Wong Yung-Hao, Lin Chih-Lung, Chen Ting-Shou, Chen Chien-An, Jiang Pei-Shin, Lai Yi-Hua, Chu Lichieh, Li Cheng-Wei, Chen Jeremy J W, Chen Bor-Sen
BMC Med Genomics. 2015;8 Suppl 4(Suppl 4):S4. doi: 10.1186/1755-8794-8-S4-S4. Epub 2015 Dec 9.
Computer-aided drug design has a long history of being applied to discover new molecules to treat various cancers, but it has always been focused on single targets. The development of systems biology has let scientists reveal more hidden mechanisms of cancers, but attempts to apply systems biology to cancer therapies remain at preliminary stages. Our lab has successfully developed various systems biology models for several cancers. Based on these achievements, we present the first attempt to combine multiple-target therapy with systems biology.
In our previous study, we identified 28 significant proteins--i.e., common core network markers--of four types of cancers as house-keeping proteins of these cancers. In this study, we ranked these proteins by summing their carcinogenesis relevance values (CRVs) across the four cancers, and then performed docking and pharmacophore modeling to do virtual screening on the NCI database for anti-cancer drugs. We also performed pathway analysis on these proteins using Panther and MetaCore to reveal more mechanisms of these cancer house-keeping proteins.
We designed several approaches to discover targets for multiple-target cocktail therapies. In the first one, we identified the top 20 drugs for each of the 28 cancer house-keeping proteins, and analyzed the docking pose to further understand the interaction mechanisms of these drugs. After screening for duplicates, we found that 13 of these drugs could target 11 proteins simultaneously. In the second approach, we chose the top 5 proteins with the highest summed CRVs and used them as the drug targets. We built a pharmacophore and applied it to do virtual screening against the Life-Chemical library for anti-cancer drugs. Based on these results, wet-lab bio-scientists could freely investigate combinations of these drugs for multiple-target therapy for cancers, in contrast to the traditional single target therapy.

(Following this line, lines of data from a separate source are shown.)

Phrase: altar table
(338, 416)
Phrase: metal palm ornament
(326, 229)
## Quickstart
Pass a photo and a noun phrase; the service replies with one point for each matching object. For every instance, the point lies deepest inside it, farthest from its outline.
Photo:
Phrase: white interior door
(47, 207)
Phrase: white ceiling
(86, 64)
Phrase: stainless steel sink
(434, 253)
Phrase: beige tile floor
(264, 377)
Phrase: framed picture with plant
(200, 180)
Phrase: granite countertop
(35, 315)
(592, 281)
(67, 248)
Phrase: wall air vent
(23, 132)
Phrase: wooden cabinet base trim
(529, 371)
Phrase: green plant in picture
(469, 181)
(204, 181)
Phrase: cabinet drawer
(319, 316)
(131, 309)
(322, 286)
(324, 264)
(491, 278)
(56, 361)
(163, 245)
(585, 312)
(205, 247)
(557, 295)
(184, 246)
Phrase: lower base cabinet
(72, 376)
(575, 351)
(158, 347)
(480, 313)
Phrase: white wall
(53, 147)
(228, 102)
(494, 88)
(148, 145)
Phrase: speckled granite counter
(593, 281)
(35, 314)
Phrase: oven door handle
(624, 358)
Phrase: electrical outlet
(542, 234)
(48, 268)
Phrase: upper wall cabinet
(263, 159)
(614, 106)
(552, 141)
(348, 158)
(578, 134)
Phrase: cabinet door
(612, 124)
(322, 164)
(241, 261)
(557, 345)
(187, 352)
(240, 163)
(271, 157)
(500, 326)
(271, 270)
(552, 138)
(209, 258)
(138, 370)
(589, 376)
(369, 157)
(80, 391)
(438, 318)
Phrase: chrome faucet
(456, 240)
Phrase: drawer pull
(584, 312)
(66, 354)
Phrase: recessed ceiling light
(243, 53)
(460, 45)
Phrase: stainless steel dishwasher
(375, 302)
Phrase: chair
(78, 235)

Combination of systems biology with computer-aided drug design could help us develop novel drug cocktails with multiple targets. We believe this will enhance the efficiency of therapeutic practice and lead to new directions for cancer therapy.
计算机辅助药物设计在发现治疗各种癌症的新分子方面有着悠久的历史,但一直专注于单一靶点。系统生物学的发展使科学家们能够揭示更多癌症的隐藏机制,但将系统生物学应用于癌症治疗的尝试仍处于初步阶段。我们的实验室已成功为多种癌症开发了各种系统生物学模型。基于这些成果,我们首次尝试将多靶点治疗与系统生物学相结合。
在我们之前的研究中,我们确定了四种癌症的28种重要蛋白质,即共同核心网络标志物,作为这些癌症的管家蛋白。在本研究中,我们通过对这四种癌症的致癌相关性值(CRV)求和对这些蛋白质进行排名,然后进行对接和药效团建模,以便在NCI数据库中对抗癌药物进行虚拟筛选。我们还使用Panther和MetaCore对这些蛋白质进行通路分析,以揭示这些癌症管家蛋白的更多机制。
我们设计了几种方法来发现多靶点联合疗法的靶点。在第一种方法中,我们为28种癌症管家蛋白中的每一种确定了前20种药物,并分析对接姿态以进一步了解这些药物的相互作用机制。在筛选重复项后,我们发现其中13种药物可以同时靶向11种蛋白质。在第二种方法中,我们选择了CRV总和最高的前5种蛋白质,并将它们用作药物靶点。我们构建了一个药效团,并将其应用于针对Life-Chemical文库进行抗癌药物的虚拟筛选。基于这些结果,与传统的单一靶点治疗相比,湿实验室生物科学家可以自由研究这些药物的组合用于癌症的多靶点治疗。
系统生物学与计算机辅助药物设计的结合可以帮助我们开发具有多个靶点的新型药物组合。我们相信这将提高治疗实践的效率,并为癌症治疗带来新的方向。